Je ne vous parle point des troupes: cette matière est trop prohibée à Ferney pour que je la touche.

Vous sentirez qu'en faisant tout cela, je n'ai pas été les bras croisés.

À propos de croisés; ni l'empereur ni moi ne nous croiserons contre le Croissant; il n'y a plus de reliques à remporter de Jérusalem. Nous espérons que la paix se fera peut-être cet hiver; et d'ailleurs nous aimons le proverbe qui dit: Il faut vivre et laisser vivre. À peine y a-t-il dix ans que la paix dure; il faut la conserver autant qu'on le pourra sans risque, et ni plus ni moins se mettre en état de n'être pas pris au dépourvu par quelque chef de brigands, conducteur d'assassins à gage.

Ce système n'est ni celui de Richelieu ni celui de Mazarin; mais il est celui du bien des peuples, objet principal des magistrats qui les gouvernent.

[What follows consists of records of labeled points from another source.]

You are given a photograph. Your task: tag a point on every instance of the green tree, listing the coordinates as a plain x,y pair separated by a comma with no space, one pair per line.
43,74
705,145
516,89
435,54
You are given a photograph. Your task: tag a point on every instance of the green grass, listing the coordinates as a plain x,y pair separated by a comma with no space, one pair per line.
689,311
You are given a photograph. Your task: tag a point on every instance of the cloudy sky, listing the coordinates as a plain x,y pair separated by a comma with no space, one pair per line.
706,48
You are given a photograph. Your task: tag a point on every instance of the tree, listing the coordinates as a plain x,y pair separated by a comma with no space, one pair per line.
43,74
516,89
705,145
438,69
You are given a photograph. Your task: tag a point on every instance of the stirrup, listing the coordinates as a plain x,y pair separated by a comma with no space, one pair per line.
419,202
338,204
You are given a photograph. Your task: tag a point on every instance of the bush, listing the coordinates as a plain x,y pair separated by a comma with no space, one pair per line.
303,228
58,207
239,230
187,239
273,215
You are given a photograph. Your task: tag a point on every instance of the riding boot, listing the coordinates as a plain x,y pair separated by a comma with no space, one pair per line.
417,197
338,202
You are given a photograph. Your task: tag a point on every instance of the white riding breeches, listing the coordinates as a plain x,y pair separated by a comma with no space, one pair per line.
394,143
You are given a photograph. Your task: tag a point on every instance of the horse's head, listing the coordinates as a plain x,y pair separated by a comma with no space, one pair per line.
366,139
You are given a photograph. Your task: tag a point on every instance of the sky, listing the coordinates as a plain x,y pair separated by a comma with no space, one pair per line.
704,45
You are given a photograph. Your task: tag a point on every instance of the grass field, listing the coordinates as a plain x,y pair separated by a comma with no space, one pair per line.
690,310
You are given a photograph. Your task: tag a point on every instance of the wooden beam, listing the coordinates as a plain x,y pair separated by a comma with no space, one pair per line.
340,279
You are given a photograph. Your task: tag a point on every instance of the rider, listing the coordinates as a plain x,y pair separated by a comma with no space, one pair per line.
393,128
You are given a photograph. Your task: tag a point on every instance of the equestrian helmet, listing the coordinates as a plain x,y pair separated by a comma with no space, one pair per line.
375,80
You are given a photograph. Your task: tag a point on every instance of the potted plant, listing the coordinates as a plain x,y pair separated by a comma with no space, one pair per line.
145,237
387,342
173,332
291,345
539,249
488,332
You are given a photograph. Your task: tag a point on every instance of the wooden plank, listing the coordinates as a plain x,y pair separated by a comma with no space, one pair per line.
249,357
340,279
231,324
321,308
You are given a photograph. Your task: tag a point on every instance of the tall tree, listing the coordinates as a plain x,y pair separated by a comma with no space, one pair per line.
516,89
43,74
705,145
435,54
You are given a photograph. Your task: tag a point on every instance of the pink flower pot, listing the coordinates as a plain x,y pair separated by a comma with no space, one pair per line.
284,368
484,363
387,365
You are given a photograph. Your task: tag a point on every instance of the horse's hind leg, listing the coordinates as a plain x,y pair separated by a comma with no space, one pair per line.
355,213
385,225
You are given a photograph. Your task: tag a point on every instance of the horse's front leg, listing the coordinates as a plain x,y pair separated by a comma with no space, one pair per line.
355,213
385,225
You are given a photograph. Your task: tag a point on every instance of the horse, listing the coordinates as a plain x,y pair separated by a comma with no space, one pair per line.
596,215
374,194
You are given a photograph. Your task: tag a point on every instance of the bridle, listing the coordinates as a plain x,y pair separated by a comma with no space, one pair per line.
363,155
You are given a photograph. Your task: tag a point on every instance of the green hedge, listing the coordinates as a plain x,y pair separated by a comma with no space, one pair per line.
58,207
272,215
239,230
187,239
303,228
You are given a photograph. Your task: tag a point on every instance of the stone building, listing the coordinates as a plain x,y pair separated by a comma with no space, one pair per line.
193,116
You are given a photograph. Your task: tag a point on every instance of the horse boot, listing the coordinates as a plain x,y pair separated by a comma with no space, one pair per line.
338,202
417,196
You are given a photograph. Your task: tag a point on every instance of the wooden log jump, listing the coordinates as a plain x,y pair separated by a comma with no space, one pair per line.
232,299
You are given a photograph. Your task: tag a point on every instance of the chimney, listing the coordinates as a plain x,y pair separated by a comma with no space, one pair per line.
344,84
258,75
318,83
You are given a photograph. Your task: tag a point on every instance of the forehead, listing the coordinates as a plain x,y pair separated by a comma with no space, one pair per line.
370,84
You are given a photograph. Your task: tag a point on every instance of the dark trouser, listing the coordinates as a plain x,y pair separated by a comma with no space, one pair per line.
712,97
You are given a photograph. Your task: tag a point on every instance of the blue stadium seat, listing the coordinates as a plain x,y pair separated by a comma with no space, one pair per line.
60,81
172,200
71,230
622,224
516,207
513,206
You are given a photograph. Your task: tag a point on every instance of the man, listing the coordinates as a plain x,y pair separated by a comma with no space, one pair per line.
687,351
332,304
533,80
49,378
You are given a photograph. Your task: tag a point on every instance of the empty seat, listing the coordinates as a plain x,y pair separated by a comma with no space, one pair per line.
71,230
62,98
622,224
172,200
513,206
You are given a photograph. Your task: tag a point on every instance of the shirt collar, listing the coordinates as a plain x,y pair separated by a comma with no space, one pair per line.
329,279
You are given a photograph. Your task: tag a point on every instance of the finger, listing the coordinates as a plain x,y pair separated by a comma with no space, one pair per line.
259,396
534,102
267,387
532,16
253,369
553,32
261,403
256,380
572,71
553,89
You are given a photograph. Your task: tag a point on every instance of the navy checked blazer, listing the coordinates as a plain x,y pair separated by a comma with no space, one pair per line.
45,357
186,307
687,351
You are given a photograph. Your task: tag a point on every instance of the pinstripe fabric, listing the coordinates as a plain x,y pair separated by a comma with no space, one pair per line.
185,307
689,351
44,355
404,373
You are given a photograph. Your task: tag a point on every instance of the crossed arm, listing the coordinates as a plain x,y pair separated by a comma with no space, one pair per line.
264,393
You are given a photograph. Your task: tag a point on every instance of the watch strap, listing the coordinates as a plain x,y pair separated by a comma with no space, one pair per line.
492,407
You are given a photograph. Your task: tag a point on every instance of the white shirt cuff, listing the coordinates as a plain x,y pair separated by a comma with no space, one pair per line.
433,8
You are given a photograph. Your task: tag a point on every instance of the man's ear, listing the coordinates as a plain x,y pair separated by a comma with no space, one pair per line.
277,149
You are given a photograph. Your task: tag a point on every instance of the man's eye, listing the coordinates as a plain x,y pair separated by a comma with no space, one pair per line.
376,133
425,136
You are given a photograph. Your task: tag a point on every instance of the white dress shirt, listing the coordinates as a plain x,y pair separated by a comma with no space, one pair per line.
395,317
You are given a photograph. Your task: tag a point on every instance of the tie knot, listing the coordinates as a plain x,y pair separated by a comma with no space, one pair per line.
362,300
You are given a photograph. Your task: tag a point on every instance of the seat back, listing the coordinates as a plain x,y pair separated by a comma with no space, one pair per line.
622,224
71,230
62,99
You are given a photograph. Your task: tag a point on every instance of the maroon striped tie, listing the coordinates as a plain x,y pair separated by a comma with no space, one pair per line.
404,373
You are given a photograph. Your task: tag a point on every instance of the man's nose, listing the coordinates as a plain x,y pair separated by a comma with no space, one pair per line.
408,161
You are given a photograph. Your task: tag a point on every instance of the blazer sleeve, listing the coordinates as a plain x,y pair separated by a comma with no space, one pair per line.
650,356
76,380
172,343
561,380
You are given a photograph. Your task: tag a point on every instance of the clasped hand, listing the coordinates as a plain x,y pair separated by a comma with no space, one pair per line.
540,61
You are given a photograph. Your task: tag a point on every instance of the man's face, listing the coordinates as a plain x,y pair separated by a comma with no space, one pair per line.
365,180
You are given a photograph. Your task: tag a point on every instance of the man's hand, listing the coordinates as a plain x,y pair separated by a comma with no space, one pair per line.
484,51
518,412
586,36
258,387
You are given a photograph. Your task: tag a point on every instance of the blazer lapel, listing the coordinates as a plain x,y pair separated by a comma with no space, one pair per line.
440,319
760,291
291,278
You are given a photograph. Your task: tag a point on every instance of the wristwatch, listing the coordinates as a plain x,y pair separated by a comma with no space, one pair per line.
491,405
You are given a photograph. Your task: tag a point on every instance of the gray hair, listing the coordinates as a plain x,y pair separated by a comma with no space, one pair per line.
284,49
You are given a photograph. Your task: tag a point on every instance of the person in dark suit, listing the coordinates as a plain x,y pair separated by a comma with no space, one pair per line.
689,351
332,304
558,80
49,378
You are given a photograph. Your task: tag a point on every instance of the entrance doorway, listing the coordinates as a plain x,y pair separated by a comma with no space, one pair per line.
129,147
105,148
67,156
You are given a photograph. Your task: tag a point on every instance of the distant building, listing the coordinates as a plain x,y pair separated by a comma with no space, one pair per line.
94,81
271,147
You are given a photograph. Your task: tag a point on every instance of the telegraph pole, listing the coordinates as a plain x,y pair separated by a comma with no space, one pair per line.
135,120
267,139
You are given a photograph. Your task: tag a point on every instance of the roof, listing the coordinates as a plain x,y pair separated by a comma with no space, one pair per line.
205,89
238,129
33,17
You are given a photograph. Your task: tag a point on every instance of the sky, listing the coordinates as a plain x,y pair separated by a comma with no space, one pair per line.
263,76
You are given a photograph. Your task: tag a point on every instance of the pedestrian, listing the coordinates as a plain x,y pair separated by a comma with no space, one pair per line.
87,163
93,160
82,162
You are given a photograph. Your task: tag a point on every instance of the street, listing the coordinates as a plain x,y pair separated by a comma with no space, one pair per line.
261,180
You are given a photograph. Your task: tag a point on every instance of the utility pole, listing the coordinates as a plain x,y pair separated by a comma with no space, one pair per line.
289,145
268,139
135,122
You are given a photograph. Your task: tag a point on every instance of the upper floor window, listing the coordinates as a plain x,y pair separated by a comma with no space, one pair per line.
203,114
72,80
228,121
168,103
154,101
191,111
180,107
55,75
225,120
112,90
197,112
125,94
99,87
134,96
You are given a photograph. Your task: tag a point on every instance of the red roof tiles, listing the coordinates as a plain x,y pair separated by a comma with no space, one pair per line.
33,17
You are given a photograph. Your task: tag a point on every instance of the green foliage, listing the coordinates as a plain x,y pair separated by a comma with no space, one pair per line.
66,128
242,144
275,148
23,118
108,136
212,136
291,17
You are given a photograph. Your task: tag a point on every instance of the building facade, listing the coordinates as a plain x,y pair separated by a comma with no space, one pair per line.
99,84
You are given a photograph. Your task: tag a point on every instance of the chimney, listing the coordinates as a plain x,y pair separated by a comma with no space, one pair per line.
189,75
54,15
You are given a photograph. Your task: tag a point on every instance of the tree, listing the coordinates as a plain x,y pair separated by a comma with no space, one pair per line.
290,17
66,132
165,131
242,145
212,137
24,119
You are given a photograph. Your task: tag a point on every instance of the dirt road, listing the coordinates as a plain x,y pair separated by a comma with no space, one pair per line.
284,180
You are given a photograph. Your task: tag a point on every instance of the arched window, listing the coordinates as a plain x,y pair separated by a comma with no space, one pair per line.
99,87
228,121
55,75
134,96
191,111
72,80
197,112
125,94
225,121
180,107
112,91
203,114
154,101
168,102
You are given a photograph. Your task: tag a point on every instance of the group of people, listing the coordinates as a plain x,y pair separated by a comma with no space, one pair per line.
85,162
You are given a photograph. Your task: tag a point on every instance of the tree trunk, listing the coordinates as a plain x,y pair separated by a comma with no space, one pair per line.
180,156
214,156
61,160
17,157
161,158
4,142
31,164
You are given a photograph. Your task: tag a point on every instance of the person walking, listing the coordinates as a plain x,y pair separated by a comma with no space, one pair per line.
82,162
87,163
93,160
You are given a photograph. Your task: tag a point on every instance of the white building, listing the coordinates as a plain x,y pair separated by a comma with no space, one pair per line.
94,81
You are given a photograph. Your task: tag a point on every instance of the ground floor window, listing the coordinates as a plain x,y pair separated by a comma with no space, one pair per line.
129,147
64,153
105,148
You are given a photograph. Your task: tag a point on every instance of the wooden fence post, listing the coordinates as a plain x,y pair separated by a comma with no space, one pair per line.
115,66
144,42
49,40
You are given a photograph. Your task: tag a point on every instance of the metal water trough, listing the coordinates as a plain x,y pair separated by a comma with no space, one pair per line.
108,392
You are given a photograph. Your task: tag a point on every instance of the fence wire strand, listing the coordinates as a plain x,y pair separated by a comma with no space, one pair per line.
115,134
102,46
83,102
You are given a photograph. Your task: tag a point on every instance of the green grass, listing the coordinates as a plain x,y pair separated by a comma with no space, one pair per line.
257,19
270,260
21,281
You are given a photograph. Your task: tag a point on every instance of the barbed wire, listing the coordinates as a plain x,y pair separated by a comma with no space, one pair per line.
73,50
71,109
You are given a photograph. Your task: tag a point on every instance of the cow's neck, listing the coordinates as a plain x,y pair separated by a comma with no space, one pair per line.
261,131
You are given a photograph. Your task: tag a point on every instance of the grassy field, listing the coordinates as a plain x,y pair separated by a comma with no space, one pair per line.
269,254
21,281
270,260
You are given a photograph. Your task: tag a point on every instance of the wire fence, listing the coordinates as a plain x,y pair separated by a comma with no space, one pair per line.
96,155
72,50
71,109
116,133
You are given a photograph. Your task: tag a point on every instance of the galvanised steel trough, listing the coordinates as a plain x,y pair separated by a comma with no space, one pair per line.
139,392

Je vous souhaite cette paix accompagnée de toutes les prospérités possibles et j'espère que le patriarche de Ferney n'oubliera pas le philosophe de Sans-Souci qui admire et admirera son génie jusqu'à extinction de chaleur humaine. Vale. Fédéric.

DE M. DE VOLTAIRE
À Ferney, 28 octobre 1772.

Monsieur Guibert, votre écolier
Dans le grand art de la tactique,
À vu ce bel esprit guerrier
Que tout prince aujourd'hui se pique
D'imiter, sans lui ressembler,
Et que tout héros, germanique,
Espagnol, gaulois, britannique,
Vainement voudrait égaler.
Monsieur Guibert est véridique:
Il dit qu'il a lu dans vos yeux
Toute votre histoire héroïque,
Quoique votre bouche s'applique
À la cacher aux curieux.
Vous vous obstinez à vous taire
Sur tant de travaux glorieux;
Et l'Europe fait beaucoup mieux,
Car elle fait tout le contraire.

Ce M. Guibert, Sire, fait comme l'Europe; il parle de Votre Majesté avec enthousiasme. Il dit qu'il vous a trouvé en état de faire vingt campagnes; Dieu nous en préserve! mais accordez-vous donc avec lui; car il dit que vous avez un corps digne de votre âme, et vous prétendez que non; il est vrai qu'il vous a contemplé principalement des jours de revue; et ces jours-là, vous pourriez bien vous rengorger et vous requinquer, comme une belle à son miroir.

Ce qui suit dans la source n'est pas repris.